I am fortunate enough to be an avid Hulu Plus subscriber. This means special previews of shows that haven’t aired yet. One such show is Awake, the much-anticipated Jason Isaacs drama premiering on NBC on March 1st. I had the opportunity to sit down and watch Awake and I must say that I am thoroughly intrigued.

The series is difficult to explain, but I will give it a go. Awake begins with a car accident in which Michael (Jason Issacs), Hannah (Laura Allen) and Rex Britten (Dylan Minnette) are involved in. We see the car crashing down, but are given no cause of the accident. Fast forward to a funeral, where Michael, father and husband is attending a funeral. Beside him, his wife. His son has apparently died.

Except that when Michael goes to sleep that night, he wakes up the next morning to an altogether different reality. In this world, his son is the one who survived the accident and not his wife. And so Michael’s nights and mornings continue on.

The beauty of this show is that like Life On Mars, you have no idea if Michael is asleep or dreaming in either scenario. Michael has easily accepted that this is the only way he can have both his wife and his son and wears colored rubber bands on his wrist to keep the two realities separate in his own mind.

There’s just one problem, as there always is with alternate universes: details from one universe bleed into the other. Michael is a detective and details from his case in one reality bleed into the next, helping him to solve both.  So on top of what may be an alternate universe plotline, there’s also a procedural cop show with an extremely unique twist.

See? I told you it was hard to explain. But alternate timelines usually are. Of course, we don’t know that these are alternate universes. Michael could be, in fact, dreaming one of them up.
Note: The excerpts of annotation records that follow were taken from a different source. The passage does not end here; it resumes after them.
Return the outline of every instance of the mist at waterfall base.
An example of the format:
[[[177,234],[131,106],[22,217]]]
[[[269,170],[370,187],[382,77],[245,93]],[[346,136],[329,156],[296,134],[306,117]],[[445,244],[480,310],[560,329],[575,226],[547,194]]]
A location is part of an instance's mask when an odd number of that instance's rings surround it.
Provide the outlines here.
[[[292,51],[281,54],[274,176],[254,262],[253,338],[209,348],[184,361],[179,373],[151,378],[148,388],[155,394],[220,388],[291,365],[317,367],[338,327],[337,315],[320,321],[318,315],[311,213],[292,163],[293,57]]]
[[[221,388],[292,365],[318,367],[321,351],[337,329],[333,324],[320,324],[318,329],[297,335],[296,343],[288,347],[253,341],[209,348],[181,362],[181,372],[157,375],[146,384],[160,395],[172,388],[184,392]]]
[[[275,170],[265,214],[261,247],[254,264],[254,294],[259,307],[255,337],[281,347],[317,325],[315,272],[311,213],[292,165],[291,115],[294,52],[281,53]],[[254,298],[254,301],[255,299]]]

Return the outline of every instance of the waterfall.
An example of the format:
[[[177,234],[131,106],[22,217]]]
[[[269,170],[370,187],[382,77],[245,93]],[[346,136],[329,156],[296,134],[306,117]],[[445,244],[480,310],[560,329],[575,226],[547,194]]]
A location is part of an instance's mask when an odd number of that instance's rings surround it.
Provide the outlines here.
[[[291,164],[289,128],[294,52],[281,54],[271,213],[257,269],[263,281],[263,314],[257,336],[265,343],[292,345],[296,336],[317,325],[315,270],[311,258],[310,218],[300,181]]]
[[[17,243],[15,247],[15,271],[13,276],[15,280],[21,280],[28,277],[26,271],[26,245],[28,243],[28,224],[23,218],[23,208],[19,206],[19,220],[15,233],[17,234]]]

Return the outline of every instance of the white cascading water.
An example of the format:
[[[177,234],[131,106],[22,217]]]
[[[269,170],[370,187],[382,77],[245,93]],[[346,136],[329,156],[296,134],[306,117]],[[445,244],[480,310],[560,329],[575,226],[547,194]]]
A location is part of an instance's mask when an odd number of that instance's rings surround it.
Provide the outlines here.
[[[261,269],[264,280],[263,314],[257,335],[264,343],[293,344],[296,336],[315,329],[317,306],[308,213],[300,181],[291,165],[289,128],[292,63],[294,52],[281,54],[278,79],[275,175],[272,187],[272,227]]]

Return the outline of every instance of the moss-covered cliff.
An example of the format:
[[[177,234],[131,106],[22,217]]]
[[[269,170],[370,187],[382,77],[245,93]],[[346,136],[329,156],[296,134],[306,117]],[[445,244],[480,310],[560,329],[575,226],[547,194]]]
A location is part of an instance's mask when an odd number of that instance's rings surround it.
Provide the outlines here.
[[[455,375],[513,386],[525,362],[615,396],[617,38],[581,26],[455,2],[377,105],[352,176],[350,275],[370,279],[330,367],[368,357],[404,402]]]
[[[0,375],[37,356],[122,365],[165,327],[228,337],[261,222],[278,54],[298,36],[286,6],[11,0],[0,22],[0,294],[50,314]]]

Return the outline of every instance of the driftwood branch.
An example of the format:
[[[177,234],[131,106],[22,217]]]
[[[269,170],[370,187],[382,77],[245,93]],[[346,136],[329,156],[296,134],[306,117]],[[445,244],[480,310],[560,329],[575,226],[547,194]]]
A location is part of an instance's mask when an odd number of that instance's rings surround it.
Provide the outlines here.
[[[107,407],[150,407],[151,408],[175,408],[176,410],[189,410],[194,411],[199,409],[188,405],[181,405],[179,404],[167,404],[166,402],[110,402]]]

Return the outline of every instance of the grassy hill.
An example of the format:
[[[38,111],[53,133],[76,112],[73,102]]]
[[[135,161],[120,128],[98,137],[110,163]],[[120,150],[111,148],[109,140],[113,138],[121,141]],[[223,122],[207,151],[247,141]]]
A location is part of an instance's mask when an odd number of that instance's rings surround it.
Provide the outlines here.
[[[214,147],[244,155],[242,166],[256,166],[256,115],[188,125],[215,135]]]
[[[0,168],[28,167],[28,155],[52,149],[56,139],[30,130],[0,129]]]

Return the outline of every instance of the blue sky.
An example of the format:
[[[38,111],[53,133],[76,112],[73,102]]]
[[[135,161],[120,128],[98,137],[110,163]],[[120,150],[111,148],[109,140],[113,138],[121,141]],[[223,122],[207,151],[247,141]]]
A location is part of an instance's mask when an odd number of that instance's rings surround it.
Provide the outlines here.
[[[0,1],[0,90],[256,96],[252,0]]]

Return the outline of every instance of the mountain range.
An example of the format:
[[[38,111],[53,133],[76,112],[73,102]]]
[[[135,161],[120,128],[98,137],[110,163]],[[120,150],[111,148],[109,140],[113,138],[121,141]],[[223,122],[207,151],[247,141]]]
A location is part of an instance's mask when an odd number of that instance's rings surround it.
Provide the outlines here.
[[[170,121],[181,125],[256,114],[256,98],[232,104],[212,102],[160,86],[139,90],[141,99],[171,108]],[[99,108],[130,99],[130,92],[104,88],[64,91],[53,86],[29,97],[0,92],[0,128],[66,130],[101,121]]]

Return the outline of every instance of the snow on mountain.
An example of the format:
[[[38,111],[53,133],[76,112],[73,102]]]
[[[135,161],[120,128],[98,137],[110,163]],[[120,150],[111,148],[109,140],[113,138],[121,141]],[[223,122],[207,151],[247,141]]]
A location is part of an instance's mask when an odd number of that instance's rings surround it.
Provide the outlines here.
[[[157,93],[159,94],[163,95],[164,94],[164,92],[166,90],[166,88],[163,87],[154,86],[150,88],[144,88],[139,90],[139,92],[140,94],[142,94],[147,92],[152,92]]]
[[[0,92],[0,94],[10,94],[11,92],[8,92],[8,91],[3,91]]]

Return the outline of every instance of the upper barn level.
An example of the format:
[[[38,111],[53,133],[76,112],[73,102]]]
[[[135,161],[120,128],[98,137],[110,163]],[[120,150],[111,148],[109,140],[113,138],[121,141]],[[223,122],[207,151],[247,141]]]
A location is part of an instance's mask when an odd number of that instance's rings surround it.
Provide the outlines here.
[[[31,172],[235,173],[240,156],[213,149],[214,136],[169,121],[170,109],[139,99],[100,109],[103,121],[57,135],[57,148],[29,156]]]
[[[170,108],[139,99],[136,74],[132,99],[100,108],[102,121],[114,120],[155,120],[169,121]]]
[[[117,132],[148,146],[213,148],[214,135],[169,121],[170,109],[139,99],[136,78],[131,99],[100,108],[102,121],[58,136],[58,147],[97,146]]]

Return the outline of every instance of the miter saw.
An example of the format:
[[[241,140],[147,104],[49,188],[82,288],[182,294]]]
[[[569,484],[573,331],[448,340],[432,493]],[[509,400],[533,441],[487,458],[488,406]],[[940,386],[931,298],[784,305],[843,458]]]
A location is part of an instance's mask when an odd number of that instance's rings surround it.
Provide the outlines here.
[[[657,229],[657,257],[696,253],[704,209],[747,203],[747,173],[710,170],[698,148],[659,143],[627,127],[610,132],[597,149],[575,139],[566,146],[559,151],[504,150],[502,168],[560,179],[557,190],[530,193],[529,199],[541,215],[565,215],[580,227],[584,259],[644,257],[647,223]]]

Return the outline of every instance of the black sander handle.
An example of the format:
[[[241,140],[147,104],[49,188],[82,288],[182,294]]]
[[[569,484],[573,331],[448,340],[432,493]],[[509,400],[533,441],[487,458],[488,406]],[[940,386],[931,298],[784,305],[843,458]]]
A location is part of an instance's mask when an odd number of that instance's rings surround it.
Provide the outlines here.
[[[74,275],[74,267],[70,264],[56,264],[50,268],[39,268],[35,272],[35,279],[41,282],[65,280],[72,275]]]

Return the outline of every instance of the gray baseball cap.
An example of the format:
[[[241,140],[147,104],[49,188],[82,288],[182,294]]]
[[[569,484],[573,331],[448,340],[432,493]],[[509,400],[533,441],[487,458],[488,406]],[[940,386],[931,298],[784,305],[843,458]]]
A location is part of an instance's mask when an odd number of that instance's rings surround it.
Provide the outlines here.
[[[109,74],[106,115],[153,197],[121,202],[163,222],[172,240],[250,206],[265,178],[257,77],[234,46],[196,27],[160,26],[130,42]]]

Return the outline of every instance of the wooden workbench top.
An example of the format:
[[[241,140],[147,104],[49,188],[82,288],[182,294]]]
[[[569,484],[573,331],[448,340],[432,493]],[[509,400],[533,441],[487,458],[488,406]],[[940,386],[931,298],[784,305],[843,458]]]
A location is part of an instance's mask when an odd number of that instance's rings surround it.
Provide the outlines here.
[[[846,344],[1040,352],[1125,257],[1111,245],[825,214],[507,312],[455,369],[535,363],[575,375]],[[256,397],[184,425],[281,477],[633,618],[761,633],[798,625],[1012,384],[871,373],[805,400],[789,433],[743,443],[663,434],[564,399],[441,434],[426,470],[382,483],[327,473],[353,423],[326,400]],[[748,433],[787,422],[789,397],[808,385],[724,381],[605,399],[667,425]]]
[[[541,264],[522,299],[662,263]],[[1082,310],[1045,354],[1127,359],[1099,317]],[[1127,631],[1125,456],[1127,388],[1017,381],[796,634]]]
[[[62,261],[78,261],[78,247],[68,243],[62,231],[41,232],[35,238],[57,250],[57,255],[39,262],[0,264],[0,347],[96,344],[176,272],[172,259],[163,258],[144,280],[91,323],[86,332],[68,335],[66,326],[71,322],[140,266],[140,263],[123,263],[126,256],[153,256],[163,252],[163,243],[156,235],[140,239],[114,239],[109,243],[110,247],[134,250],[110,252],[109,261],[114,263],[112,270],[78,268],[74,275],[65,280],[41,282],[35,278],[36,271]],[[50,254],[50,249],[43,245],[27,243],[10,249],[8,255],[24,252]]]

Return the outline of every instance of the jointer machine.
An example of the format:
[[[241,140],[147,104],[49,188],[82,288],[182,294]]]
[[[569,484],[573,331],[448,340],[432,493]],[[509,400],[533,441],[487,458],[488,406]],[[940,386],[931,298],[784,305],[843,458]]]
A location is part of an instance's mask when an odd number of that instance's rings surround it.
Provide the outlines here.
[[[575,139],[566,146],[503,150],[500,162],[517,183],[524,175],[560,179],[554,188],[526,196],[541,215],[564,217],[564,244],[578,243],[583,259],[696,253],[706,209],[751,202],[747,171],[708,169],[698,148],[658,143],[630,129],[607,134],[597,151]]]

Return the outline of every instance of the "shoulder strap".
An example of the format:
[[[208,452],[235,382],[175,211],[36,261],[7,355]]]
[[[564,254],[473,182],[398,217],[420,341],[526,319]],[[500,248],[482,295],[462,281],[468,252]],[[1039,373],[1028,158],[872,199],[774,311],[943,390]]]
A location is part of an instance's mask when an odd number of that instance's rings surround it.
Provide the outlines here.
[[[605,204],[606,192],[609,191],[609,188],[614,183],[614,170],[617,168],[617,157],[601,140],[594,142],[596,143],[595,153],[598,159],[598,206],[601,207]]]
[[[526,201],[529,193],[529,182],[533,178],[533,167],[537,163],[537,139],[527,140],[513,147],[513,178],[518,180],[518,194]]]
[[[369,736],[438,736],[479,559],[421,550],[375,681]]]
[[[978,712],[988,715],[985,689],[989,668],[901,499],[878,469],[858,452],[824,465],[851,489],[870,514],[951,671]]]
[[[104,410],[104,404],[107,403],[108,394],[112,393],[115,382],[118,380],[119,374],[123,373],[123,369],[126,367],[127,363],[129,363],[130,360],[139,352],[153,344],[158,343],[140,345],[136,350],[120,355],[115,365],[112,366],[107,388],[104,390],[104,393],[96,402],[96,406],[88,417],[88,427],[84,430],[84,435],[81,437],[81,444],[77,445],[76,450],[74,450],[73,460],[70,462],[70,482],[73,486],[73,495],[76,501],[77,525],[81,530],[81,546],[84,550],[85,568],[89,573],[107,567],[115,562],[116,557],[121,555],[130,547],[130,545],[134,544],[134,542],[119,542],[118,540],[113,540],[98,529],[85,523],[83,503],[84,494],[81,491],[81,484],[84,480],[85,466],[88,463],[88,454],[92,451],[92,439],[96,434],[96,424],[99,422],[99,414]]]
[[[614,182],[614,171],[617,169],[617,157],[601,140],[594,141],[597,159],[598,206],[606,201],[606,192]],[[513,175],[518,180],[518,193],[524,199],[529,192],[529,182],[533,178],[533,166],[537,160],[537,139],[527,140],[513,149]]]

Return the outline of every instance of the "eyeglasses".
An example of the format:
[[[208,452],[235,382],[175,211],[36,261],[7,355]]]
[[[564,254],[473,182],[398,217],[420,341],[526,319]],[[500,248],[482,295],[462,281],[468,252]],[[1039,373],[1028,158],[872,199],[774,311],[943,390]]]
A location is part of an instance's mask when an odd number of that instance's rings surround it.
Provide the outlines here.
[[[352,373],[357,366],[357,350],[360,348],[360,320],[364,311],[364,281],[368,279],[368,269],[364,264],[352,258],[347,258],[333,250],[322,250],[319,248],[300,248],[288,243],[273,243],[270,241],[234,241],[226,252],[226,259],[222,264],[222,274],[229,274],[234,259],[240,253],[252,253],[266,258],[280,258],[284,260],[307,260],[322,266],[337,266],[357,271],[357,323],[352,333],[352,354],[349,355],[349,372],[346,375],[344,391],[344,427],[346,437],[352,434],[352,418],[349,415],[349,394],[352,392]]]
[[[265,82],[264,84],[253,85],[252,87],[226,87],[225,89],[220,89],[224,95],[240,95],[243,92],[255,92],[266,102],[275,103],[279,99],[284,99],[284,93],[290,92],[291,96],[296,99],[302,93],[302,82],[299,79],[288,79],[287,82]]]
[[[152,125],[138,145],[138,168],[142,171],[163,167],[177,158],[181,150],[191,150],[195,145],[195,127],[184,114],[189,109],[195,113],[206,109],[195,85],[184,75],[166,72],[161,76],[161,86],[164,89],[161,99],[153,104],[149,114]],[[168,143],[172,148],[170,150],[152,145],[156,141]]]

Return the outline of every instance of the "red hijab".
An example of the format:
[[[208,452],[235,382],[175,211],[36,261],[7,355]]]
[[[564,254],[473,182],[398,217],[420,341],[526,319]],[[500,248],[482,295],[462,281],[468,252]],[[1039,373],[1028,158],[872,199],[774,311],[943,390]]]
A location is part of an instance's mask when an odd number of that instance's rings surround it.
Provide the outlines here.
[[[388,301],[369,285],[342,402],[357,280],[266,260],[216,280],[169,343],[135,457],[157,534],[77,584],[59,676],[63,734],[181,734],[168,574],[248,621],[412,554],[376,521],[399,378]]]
If the pilot episode is any indication, this show is going to get a lot more confusing for Michael, as well as for us, the viewers. But I’m okay with that. In fact, I love a show that’s complicated and hard to explain. This is intelligent storytelling at its best.

Obviously, Jason Isaacs is brilliant and compelling to watch as Michael, a man who refuses to give up one reality for another and chooses to live in both. I am also especially happy to see Wilmer Valdarama back on t.v., as a police officer who is Michael’s partner in one of the realities.

I’m calling this one a must-see. It’s wonderfully dramatic and yet bizarre enough that most sci-fi genre fans, I believe, are going to love it. I definitely can see endless possibilities with such a convoluted storyline. What if this is science fiction and Michael  can figure out a way to bring the two universes together? Will it cause problems, maybe something similar to what we’re seeing in Fringe? Or are his dreams in fact a part of reality? There’s so much the writers can do with this, it will be easy to sustain the concept as a series.